03) “Calçadão”: electro bossa chique, com cara de final de tarde num lounge em Copacabana, no Rio, de autoria de Meme com a cantora e compositora Cris Delanno (que também canta na faixa) e o tecladista e produtor, também mestre dos estúdios, Alex Moreira, do Bossacucanova. Ecos do cultuado Serge Gainsbourg no vocal de Leo Cuenca.
04) “Paraíso”: Meme prossegue na sua verve electro bossa chique, com a participação de Hanna Kimmelblat no vocal. O arranjo, que traz um belíssimo desenho harmônico, é de Jesse Sadoc, especialista do flugel horn e do trumpete, que aqui conta com outra fera dos sopros: Marcelo Martins (flauta).
05) “Fonseca Rhyme”: tema curto, econômico e elegantíssimo, interpretado por Celso Fonseca, cantor e compositor desta faixa, um dos nomes mais relevantes do violão e da guitarra brasileira de sua geração. De quebra, o groove incomparável de Mr. Marcos Kostenbarder Valle no piano elétrico Fender Rhodes.
06) “Morena de Ipanema”: letra de Nelson Motta, musicada por Meme, interpretada por Deise Cipriano, ex-vocalista do grupo Fat Family. No alicerce rítmico deste delicioso pop soul, está o magistral Jimmie Wiliams, que alinhavou antológicas linhas de baixo de hits do soul e da disco music (cheque “Ain’t No Stoppin’Us Now”, de McFadden e Whitehead, de 1979) e acompanhou nomes, como O’Jays (trio vocal do chamado soul da Filadelfia), Teddy Pendergrass e Patti Labelle.
07) “Planadores”: composição de Lulu Santos, Celso Fonseca e Marcos Valle (presentes nesta gravação). O groove, arrasador, ficou a cargo de dois integrantes da seleção brasileira do balanço e do suingue: Ivan Conti, o Mamão (bateria), e Alex Malheiros (baixo), do Azymuth. Presente aqui, traços do soft pop dos anos 60. Atenção no piano de Marcos Valle, que toca sozinho no final. E faça chuva ou faça Sol, Lulu Santos, claro, segue estraçalhando no vocal.
08) “Diga Que Sim”: composição de Meme e Gabriel Moura, este petardo sônico remete aos hits cativantes dos grupos vocais femininos da era pré Beatles, os “girls groups” (The Ronettes, The Shirelles, The Supremes, etc) que estouraram na parada da Billboard, na década de 60. Não há como não se render à performance da jovem cantora paulistana Adora, que despontou no The Voice, anos atrás. Outros destaques: baixo e guitarra do mega producer Liminha e os teclados de Jorjão Barreto (ex-Banda Black Rio), que completam a onda sessentista. Absolutamente dançável.

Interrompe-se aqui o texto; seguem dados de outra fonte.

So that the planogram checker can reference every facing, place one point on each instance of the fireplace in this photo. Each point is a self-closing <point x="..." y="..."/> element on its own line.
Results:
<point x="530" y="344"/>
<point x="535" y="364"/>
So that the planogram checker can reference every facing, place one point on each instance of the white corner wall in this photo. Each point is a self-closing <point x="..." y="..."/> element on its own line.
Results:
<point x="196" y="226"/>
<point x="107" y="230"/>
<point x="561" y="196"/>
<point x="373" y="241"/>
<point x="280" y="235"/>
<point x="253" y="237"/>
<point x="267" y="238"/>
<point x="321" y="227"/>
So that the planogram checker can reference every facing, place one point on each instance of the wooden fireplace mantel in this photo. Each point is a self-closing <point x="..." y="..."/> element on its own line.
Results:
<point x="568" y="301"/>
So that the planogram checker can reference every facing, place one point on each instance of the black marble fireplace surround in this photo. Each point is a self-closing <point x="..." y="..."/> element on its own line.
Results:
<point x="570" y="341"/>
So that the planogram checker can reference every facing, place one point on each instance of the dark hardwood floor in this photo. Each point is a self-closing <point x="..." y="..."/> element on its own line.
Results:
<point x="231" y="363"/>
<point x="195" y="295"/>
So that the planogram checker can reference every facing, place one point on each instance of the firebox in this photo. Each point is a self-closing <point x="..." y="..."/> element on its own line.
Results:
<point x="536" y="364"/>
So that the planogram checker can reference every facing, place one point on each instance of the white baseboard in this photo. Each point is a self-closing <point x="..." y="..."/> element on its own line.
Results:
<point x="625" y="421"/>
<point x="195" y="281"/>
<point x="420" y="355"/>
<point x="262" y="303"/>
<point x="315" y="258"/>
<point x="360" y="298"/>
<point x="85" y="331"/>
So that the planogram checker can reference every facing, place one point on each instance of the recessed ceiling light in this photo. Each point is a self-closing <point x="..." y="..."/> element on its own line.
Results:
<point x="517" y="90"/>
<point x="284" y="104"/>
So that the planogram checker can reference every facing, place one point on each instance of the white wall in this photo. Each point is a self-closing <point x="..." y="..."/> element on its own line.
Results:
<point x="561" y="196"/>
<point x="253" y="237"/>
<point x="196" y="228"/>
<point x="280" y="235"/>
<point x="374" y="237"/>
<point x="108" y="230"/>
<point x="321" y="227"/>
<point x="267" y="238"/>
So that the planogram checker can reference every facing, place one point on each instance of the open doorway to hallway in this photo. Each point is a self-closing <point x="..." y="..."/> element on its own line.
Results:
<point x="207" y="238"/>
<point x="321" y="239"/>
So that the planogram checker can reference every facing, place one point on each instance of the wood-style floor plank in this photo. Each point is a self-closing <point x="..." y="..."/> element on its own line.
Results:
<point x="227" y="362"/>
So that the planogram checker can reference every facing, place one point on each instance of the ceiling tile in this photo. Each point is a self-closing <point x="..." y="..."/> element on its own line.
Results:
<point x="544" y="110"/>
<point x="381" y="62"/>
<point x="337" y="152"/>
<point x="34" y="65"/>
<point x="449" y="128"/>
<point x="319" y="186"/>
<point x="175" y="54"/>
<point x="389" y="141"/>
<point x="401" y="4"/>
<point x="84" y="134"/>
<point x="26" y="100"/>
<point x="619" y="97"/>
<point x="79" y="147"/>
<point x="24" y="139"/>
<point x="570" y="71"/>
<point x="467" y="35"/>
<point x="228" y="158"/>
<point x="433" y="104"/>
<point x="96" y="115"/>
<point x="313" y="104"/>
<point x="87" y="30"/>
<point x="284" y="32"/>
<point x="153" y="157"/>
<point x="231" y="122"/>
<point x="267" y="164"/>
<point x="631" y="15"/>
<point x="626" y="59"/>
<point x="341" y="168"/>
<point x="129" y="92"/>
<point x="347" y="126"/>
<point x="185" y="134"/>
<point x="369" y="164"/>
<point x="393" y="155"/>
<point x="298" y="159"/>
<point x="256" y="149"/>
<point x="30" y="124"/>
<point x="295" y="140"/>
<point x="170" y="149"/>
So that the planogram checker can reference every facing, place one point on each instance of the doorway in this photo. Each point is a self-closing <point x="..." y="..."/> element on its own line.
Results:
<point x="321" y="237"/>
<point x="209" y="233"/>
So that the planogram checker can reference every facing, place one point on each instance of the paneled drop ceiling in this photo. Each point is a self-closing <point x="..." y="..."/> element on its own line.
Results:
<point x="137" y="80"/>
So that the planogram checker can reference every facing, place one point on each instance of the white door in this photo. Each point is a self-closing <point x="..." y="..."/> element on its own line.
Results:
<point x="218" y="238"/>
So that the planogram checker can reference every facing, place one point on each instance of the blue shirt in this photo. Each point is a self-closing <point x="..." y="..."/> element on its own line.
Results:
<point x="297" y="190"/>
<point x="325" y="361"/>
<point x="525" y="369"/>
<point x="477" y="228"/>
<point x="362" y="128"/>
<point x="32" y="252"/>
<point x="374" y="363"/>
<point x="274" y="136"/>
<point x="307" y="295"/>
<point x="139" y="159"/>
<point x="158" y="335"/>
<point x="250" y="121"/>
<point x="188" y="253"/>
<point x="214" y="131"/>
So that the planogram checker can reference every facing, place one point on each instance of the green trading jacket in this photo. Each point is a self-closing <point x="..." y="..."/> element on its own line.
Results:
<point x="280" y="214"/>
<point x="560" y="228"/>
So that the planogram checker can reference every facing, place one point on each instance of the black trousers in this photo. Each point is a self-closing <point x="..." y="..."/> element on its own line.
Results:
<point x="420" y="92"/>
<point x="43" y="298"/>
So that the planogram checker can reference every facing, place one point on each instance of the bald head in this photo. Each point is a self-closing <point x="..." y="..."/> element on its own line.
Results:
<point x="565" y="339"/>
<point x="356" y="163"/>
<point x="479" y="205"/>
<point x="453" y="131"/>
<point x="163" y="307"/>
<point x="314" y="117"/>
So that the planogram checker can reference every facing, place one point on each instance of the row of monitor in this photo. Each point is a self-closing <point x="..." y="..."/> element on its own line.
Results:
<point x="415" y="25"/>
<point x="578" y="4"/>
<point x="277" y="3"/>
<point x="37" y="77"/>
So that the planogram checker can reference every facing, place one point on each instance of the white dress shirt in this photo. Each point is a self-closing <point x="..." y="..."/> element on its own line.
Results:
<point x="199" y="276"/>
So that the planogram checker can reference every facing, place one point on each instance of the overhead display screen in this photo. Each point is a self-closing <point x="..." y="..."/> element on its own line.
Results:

09) “Femme Fatale”: tema arrasa quarteirão de pista, com os ares das festas de Ibiza, parceria do DJ italiano Danny Losito, com Meme e o cantor e compositor inglês Kareem Shabazz. Destaque: o violão sambossa de Max Vianna.
10) “Eva (interlude)”: homenagem de Meme ao seu ídolo máximo, o mago dos estúdios do Rio de Janeiro, Lincoln Olivetti. Meme conta que, num bate papo com o mestre, revelou seu desejo de botar as mãos nas gravações originais de “Eva’, clássico do pop soul carioca de 1982, para fazer um remix dessa faixa. Lincoln Olivetti afirmou que as fitas multitrack não existiam mais. Porém, ofereceu-se para regravar as partes de teclados que tocou em “Eva”, num formato que Meme pudesse reutilizá-las como e quando quisesse. Bingo! O material foi regravado e devidamente guardado. Meses depois, o mestre partiu deste planeta. Esta faixa é Lincoln Olivetti em pessoa. Uma preciosidade.
“Som Bacana!” não é somente um dos projetos discográficos mais interessantes do pop brasileiro de 2022. É também um álbum fácil de gostar e de se divertir. É a celebração de Meme, ao lado de seus parceiros e amigos. Mas também é, sobretudo, um reencontro com as matrizes, sons, discos e influências que o inspiraram na pavimentação de sua própria história profissional. “Música é o meu idioma”, reitera Meme. Então, vamos lá: aumente o volume e aprecie sem moderação.